The value-proposition test will impact IoT growth in every affected segment. There is no cookie-cutter answer to how fast this occurs. If the cost is low and the benefit is high, we’ll see rapid adoption, but generally we are several years from cheap IoT. This reality is the main reason that the IoT rollout won’t line up with all the hype.
One area where this isn’t true is where smartphones do the communicating, reducing the cost of a thing. This opens up some room for low-cost things to find a market more quickly. Examples are EKGs that retail for less than $200 in Asia today that communicate with a doctor via a phone. Where hospitals are not easy to reach, these can save lives, while being affordable.
There are other issues that complicate IoT roll out. Most cars come with built in call-home options that are smart enough to be able to phone out if there is an accident. The geo-location capabilities could extend to tracking teenagers’ locations and alleviating parental worries, but they also could be used by governments to track every individual or even bug their cars. The Internet of Things is opening up new questions of privacy rights and these issues could delay IoT deployment.

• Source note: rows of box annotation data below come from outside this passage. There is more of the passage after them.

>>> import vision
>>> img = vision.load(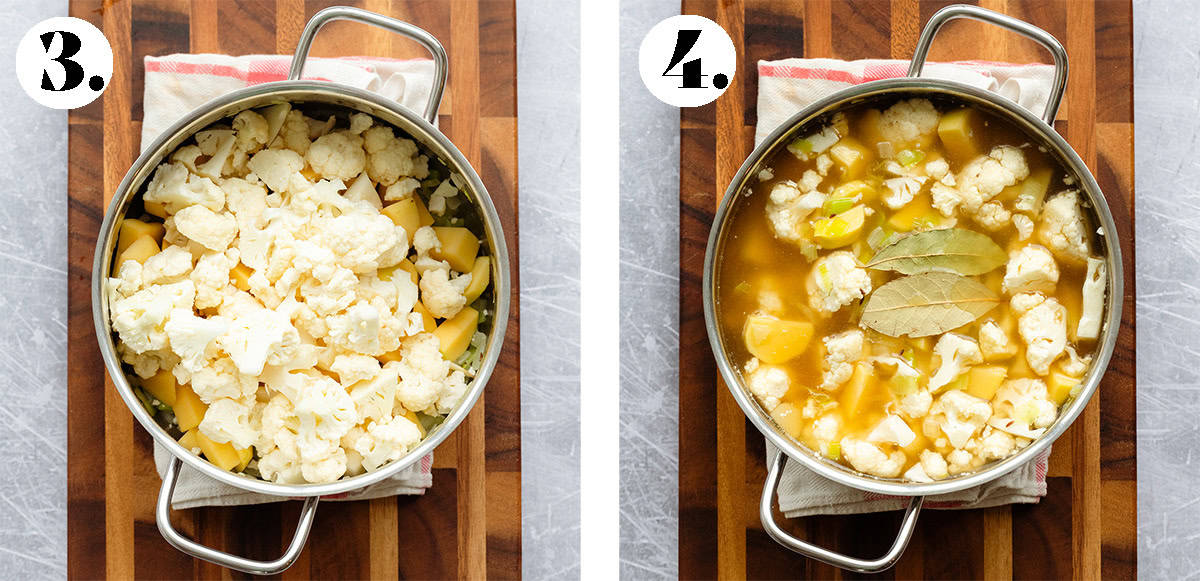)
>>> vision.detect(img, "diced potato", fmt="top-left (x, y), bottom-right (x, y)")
top-left (229, 263), bottom-right (254, 293)
top-left (382, 193), bottom-right (433, 244)
top-left (829, 137), bottom-right (872, 180)
top-left (770, 401), bottom-right (805, 439)
top-left (173, 384), bottom-right (209, 432)
top-left (463, 256), bottom-right (492, 305)
top-left (413, 301), bottom-right (438, 333)
top-left (234, 447), bottom-right (254, 472)
top-left (1046, 369), bottom-right (1080, 406)
top-left (404, 409), bottom-right (425, 438)
top-left (840, 363), bottom-right (876, 418)
top-left (142, 370), bottom-right (175, 407)
top-left (888, 193), bottom-right (941, 232)
top-left (179, 429), bottom-right (200, 450)
top-left (113, 235), bottom-right (161, 268)
top-left (433, 306), bottom-right (479, 361)
top-left (742, 315), bottom-right (812, 365)
top-left (937, 107), bottom-right (984, 164)
top-left (967, 365), bottom-right (1008, 400)
top-left (142, 199), bottom-right (167, 220)
top-left (196, 430), bottom-right (241, 471)
top-left (430, 226), bottom-right (479, 272)
top-left (116, 218), bottom-right (167, 254)
top-left (812, 205), bottom-right (866, 248)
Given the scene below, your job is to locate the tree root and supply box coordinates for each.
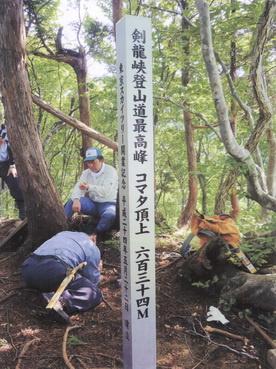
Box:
[62,325,81,369]
[15,338,40,369]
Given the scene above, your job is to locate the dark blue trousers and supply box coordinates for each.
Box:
[21,254,103,314]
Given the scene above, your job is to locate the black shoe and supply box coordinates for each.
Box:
[42,292,70,323]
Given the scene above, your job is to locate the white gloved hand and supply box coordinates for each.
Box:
[207,306,230,324]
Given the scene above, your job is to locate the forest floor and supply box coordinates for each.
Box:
[0,219,275,369]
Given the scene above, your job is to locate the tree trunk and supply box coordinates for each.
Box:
[33,27,93,157]
[32,95,118,151]
[0,0,67,247]
[112,0,124,40]
[177,0,198,228]
[74,51,93,157]
[196,0,276,212]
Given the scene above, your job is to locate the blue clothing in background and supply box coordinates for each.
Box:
[21,231,103,314]
[34,231,101,284]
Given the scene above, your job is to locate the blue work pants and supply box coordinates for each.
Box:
[21,254,103,314]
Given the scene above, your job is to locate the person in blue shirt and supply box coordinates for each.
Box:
[0,124,27,220]
[64,147,118,235]
[21,225,103,315]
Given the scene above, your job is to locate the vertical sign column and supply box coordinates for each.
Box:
[116,16,156,369]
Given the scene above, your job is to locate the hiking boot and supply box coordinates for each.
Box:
[42,292,70,323]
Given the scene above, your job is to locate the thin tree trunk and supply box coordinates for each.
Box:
[178,1,198,228]
[0,0,67,247]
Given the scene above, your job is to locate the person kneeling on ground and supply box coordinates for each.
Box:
[21,225,103,315]
[64,147,118,234]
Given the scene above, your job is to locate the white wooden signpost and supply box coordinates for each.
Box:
[116,16,156,369]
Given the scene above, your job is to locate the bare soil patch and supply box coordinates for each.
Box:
[0,219,275,369]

Security is an issue too. If one’s electronic toothbrush can be hacked, it could open up a backdoor into a smart home system. Maybe that allows computers to be hacked, or a smart lock to be opened…the list goes on. Sadly, in the rush to match the hype of IoT, the security questions have not been properly addressed. We already have cars that can be hacked and lose power while on a freeway. This isn’t a good situation and also will slow deployment of IoT.
IoT is inevitable, and a good thing, but it requires sorting real opportunities from all the hype and providing a real value proposition to justify deployment. In the end, as the computer industry ends up mainly in the cloud, IoT will be the major market of electronics. It just will take more time than the pundits predicted.